The BBC cited figures that challenged claims that investigations into Troubles killings were unduly focused on those committed by the army. The DUP had said that up to 90% of PSNI legacy investigations involved killings by the army, but PSNI figures showed it was about 30%.
Royal Marine Ciaran Maxwell pleaded guilty to stashing explosives in preparation for an attack. The Guardian reported that
'Maxwell, who grew up in the predominantly Protestant unionist town of Larne, used the cover of being a British marine to aid Irish republican dissidents opposed to peace and power-sharing in Northern Ireland'.
A bomb was found in the garden of a house in Kinnaird Street, North Belfast.
Gerry Adams said he would visit the White House if invited for St.Patrick's Day. Earlier in the week, Sinn Féin's leader at Stormont, Michelle O'Neill, had said that an invitation to President Trump to visit Northern Ireland was no longer appropriate. However, Trump said that St Patrick's Day was about Ireland, not Mr Trump.
Shots were fired at a house in Newtownabbey.
Arlene Foster of the DUP said that her party would never agree to an Irish language act. She said it would be better to have a Polish language act because more people in Northern Ireland spoke Polish.
Patrick Brennan was jailed in Dublin after being caught with high grade explosives and three detonators on a bus.
John Mason of the SNP said he was sorry for a tweet about IRA 'freedom fighters'.
It was reported that a European Arrest Warrant had been obtained for Damien McLaughlin, wanted on charges relating to the killing of David Black.
The Conradh na Gaeilge began an action over the executive's failure to adopt an Irish language strategy.
Dan Mulhall, Irish ambassador to the UK, said it would be impossible to monitor the numerous crossing points on the Irish border after Brexit.
A planned march by military veteran in Derry was cancelled. Veterans for Justic UK had wanted to 'highlight injustices against soldiers'.
The Public Prosecution Service announced its decision not to prosecute a man over the Kingsmill massacre. A palm print found on a van used in the murders was believed to belong to him.
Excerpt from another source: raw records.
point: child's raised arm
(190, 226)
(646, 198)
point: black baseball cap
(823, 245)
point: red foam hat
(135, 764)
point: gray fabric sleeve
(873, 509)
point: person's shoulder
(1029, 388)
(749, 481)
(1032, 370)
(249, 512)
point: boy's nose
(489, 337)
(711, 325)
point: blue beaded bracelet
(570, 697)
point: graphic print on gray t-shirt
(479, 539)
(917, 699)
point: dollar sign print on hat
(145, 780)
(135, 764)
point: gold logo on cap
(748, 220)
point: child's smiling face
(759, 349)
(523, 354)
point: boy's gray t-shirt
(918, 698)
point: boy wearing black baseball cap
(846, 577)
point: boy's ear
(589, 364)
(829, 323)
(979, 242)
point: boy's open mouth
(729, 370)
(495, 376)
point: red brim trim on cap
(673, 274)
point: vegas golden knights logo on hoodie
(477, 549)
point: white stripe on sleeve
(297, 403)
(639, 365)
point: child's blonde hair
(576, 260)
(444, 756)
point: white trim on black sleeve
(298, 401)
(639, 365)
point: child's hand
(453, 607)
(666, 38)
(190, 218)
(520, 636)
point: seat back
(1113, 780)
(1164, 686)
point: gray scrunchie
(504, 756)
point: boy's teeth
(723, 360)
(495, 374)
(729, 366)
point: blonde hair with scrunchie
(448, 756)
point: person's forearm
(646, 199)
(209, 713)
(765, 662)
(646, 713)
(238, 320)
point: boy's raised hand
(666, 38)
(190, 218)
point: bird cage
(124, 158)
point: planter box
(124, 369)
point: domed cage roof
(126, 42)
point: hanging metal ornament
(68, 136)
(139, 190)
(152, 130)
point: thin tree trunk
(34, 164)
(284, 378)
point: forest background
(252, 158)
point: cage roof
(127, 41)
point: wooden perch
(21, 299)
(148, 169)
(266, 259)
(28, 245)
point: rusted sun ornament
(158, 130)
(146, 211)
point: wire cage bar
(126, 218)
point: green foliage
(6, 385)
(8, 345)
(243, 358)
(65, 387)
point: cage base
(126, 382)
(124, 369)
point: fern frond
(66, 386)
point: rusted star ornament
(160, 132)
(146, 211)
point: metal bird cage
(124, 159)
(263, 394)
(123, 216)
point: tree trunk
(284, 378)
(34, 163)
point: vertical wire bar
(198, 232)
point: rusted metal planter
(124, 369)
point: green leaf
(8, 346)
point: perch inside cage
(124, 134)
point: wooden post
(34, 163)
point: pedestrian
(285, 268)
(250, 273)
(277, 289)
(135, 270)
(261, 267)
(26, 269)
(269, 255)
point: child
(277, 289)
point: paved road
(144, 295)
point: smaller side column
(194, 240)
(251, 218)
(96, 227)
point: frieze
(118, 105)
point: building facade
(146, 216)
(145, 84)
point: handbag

Three suspect devices were made safe in Naas.
Bertie Ahern argued that the Northern Ireland peace process had been put at risk by Brexit. He said that British Prime Minister Theresa May 'seems to be switching her language. She's saying not that there'll be no border, but that the border won't be as difficult as to create problems. I worry far more about what's going to happen with that. It will take away the calming effects [of an open border]. Any attempt to try to start putting down border posts, or to man [it] in a physical sense as used to be the case, would be very hard to maintain, and would create a lot of bad feeling.'
Irish foreign minister Charlie Flanagan warned that human rights protections under the Good Friday Agreement were 'inviolable' and could not be altered by Brexit.
A man was left in a critical condition after being shot in County Armagh.
It was reported that the former British Prime Minister Edward Heath had been linked to the Hooded Men torture decision.
The Northern Ireland Secretary James Brokenshire rejected calls to step aside as chair of cross-party talks after the assembly election. Both Sinn Féin and the SDLP had claimed that his recent comments on the legacy of the Troubles meant he could not be an honest broker in any negotiations.